In the clinical trial relevant for the drug's approval, ribociclib significantly improved progression-free survival, that is, the time span the cancer did not get worse. For participants receiving placebo plus letrozole, progression-free survival was 16 months on average, while under ribociclib plus letrozole, progression-free survival was 25 months as of the January 2017 analysis.

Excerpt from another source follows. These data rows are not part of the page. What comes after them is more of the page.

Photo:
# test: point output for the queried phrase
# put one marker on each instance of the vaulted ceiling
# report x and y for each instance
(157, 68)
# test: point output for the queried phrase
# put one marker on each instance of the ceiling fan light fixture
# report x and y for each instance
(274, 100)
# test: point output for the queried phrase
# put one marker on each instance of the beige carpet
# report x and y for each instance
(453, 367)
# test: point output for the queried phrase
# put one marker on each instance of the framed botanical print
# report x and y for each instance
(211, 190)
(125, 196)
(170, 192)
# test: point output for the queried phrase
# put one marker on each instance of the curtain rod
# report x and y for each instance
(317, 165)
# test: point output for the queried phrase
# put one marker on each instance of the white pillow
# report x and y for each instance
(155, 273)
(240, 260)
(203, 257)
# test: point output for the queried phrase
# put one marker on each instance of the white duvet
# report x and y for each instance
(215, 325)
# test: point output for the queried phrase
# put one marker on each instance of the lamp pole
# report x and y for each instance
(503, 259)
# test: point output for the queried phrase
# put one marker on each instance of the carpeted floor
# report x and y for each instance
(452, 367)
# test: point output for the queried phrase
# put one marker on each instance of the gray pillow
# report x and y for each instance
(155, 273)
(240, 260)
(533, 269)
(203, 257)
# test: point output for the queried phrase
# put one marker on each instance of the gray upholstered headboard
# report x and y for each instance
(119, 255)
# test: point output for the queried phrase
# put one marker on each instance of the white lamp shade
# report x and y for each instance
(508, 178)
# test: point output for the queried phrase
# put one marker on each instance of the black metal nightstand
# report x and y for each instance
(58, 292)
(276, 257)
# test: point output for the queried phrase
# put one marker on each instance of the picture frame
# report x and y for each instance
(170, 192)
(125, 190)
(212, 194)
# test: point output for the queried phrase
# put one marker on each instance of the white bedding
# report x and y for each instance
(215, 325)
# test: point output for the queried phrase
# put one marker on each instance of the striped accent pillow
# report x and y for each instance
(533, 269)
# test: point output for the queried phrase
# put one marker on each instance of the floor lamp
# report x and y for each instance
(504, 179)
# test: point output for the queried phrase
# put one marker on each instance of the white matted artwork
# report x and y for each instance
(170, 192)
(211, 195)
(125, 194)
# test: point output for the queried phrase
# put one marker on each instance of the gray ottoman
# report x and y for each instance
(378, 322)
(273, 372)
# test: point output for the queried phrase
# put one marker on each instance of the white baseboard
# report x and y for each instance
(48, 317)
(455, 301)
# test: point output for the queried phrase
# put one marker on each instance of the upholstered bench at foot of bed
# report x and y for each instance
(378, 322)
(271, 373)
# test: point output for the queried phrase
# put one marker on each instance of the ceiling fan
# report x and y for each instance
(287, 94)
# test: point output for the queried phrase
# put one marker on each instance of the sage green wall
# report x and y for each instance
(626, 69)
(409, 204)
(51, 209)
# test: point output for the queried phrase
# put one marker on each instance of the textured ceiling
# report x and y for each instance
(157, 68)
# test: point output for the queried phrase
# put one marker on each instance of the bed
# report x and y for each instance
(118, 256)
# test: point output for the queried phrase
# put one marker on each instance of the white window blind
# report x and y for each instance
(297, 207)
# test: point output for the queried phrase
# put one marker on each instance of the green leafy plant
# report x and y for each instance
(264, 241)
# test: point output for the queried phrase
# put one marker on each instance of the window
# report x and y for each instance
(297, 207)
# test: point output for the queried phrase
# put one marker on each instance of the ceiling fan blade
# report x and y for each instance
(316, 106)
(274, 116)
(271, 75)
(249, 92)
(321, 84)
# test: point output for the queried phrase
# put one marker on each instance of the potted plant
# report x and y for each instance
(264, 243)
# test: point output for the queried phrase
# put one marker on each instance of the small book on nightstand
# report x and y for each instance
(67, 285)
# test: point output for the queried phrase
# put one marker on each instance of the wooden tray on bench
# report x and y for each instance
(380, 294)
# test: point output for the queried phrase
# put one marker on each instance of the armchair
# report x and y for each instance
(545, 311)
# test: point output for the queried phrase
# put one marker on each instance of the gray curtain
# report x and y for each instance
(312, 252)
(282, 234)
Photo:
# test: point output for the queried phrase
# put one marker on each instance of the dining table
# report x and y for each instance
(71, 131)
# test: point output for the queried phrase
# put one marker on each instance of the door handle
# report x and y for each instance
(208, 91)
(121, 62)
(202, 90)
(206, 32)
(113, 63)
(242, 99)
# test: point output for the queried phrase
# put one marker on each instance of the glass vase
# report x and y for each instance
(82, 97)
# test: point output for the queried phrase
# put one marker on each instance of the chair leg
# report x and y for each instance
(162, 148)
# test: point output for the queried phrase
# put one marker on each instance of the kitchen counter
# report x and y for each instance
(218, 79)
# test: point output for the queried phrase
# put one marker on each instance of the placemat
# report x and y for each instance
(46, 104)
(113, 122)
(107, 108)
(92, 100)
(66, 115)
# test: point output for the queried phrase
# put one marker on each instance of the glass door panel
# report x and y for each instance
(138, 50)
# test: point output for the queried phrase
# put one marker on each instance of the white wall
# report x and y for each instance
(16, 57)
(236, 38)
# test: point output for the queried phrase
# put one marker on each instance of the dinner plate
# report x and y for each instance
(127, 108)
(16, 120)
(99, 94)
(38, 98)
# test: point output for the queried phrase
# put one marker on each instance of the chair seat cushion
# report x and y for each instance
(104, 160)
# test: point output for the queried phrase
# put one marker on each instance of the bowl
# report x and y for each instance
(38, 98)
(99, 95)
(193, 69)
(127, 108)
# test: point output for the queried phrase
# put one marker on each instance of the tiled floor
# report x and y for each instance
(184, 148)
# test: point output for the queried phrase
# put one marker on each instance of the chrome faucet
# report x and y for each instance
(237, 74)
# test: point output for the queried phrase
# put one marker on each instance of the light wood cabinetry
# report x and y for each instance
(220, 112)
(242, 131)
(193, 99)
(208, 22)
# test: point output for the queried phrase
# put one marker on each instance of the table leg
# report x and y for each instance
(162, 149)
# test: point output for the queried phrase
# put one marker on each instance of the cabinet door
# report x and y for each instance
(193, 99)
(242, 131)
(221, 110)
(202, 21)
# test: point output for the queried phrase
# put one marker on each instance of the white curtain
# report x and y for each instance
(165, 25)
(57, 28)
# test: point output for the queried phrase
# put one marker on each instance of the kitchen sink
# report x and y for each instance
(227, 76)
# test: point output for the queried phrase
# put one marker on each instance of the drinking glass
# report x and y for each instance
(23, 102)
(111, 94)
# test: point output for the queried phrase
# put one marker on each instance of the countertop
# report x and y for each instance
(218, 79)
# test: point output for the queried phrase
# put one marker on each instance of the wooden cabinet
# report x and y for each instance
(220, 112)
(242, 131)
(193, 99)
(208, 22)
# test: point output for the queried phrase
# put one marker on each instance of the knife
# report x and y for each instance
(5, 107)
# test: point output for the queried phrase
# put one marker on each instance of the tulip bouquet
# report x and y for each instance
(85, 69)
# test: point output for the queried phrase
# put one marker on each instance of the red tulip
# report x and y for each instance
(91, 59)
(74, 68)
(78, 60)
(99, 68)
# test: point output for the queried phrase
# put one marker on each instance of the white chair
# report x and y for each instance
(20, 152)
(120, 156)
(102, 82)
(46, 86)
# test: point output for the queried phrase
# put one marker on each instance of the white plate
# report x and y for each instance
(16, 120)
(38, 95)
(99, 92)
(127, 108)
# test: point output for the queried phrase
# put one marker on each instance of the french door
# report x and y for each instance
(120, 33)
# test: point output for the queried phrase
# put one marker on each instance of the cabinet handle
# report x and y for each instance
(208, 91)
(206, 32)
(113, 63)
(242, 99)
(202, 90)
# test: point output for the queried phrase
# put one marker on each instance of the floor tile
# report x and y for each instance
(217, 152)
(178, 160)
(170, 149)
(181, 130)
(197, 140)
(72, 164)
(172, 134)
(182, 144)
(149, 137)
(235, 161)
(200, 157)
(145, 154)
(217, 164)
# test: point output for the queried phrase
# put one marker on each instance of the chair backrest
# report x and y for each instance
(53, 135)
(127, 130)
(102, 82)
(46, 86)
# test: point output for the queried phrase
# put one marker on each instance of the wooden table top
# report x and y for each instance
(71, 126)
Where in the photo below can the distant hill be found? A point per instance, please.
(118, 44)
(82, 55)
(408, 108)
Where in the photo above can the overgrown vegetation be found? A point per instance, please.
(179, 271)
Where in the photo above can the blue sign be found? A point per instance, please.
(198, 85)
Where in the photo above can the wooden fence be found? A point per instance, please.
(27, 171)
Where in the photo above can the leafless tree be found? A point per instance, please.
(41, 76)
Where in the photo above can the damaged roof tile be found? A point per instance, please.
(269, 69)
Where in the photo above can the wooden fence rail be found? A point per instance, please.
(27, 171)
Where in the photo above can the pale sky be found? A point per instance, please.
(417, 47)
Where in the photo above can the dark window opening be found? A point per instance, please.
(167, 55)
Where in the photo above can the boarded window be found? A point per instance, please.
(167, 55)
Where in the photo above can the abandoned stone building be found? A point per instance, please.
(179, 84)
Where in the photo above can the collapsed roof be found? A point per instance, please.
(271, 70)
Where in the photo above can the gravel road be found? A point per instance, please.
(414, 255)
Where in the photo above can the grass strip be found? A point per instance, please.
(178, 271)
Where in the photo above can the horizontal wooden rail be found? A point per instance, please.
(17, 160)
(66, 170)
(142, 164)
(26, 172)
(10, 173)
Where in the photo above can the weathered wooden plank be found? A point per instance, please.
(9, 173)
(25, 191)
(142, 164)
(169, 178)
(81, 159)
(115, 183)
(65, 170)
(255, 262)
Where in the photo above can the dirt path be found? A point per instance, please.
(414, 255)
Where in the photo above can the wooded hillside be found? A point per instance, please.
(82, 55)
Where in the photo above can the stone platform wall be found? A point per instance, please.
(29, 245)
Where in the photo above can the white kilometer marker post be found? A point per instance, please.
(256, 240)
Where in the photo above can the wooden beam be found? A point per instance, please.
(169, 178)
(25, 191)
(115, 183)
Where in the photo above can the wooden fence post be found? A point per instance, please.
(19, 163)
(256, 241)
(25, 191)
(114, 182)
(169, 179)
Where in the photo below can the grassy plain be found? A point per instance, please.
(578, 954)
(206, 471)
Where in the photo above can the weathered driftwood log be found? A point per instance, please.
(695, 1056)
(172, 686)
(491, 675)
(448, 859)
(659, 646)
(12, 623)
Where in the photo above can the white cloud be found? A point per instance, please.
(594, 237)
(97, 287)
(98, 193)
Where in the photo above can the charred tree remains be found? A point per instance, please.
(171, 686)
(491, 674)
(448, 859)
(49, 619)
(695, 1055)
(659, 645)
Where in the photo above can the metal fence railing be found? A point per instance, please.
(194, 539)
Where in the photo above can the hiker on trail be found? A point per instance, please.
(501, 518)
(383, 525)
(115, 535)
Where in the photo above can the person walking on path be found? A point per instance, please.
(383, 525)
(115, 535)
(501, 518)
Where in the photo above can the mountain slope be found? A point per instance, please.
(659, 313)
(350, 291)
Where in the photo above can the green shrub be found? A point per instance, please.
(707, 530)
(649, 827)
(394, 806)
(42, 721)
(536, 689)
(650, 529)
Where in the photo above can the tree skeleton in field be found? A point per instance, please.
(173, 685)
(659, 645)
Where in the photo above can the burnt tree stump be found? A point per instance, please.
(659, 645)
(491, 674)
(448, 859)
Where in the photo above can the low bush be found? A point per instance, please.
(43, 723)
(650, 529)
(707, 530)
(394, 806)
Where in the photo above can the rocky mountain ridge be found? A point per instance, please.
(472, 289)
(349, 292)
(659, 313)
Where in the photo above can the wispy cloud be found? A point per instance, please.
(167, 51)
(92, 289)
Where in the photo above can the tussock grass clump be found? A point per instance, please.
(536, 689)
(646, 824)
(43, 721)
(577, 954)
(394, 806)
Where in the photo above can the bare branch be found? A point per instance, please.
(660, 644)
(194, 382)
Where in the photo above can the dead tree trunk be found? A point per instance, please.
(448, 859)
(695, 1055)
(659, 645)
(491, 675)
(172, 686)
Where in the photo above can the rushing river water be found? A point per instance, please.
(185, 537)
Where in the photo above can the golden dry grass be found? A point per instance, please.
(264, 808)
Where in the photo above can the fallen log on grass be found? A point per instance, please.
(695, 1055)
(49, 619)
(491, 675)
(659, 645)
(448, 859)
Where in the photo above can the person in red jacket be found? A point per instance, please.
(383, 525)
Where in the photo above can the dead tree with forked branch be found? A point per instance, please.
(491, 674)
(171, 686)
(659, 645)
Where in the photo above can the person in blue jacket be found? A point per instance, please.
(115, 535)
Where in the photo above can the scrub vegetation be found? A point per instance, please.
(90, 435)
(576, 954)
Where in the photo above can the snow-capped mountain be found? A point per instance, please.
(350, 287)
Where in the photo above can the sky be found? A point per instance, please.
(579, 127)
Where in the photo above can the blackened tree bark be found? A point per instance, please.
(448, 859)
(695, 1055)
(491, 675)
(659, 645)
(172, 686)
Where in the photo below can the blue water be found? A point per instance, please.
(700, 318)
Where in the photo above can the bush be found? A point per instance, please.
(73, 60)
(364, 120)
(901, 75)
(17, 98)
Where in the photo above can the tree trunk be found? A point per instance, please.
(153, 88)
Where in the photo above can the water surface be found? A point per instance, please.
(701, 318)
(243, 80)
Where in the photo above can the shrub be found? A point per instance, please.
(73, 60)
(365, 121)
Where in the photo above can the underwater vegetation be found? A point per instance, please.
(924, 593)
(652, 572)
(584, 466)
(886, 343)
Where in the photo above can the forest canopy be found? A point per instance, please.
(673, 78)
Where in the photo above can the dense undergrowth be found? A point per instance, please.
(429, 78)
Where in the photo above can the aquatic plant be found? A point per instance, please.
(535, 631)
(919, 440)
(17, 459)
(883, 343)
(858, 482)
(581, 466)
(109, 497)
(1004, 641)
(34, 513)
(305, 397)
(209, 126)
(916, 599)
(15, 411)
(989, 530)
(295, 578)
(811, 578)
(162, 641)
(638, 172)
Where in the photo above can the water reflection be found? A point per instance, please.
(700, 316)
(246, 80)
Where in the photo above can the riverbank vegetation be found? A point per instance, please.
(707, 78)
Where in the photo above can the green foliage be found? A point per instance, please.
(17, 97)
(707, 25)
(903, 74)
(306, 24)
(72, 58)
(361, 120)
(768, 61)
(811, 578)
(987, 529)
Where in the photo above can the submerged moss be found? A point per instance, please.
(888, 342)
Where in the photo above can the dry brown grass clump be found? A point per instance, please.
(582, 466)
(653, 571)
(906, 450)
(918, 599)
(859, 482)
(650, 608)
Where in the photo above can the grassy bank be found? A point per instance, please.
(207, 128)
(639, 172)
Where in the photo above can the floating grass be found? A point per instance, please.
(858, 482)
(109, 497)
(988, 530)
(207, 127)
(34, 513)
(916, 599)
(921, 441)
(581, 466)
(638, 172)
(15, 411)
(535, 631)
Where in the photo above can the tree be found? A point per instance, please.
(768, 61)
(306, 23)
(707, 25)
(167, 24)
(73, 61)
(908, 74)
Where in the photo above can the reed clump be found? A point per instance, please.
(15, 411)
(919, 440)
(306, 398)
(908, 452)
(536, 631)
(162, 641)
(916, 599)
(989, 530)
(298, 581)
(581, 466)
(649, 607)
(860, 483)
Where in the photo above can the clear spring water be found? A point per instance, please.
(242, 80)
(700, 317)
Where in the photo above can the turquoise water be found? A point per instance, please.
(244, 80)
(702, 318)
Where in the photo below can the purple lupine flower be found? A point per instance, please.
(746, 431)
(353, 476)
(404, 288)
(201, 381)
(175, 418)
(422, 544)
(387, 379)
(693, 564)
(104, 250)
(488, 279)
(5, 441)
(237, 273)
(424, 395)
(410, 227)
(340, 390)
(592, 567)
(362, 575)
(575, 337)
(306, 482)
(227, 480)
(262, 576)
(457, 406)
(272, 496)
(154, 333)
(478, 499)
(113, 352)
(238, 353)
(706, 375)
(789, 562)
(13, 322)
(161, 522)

In October 2024, the Committee for Medicinal Products for Human Use of the European Medicines Agency recommended a change to the terms of the marketing authorization for ribociclib to add the adjuvant treatment of people with hormone receptor-positive/human epidermal growth factor receptor 2-negative early breast cancer, at high risk of disease recurrence. The marketing authorization holder is Novartis Europharm Limited. In November 2024, the European Commission expanded the marketing authorization to include the use of ribociclib in combination with an aromatase inhibitor for the adjuvant treatment of patients with hormone receptor -positive, human epidermal growth factor receptor 2 -negative early breast cancer at high risk of recurrence.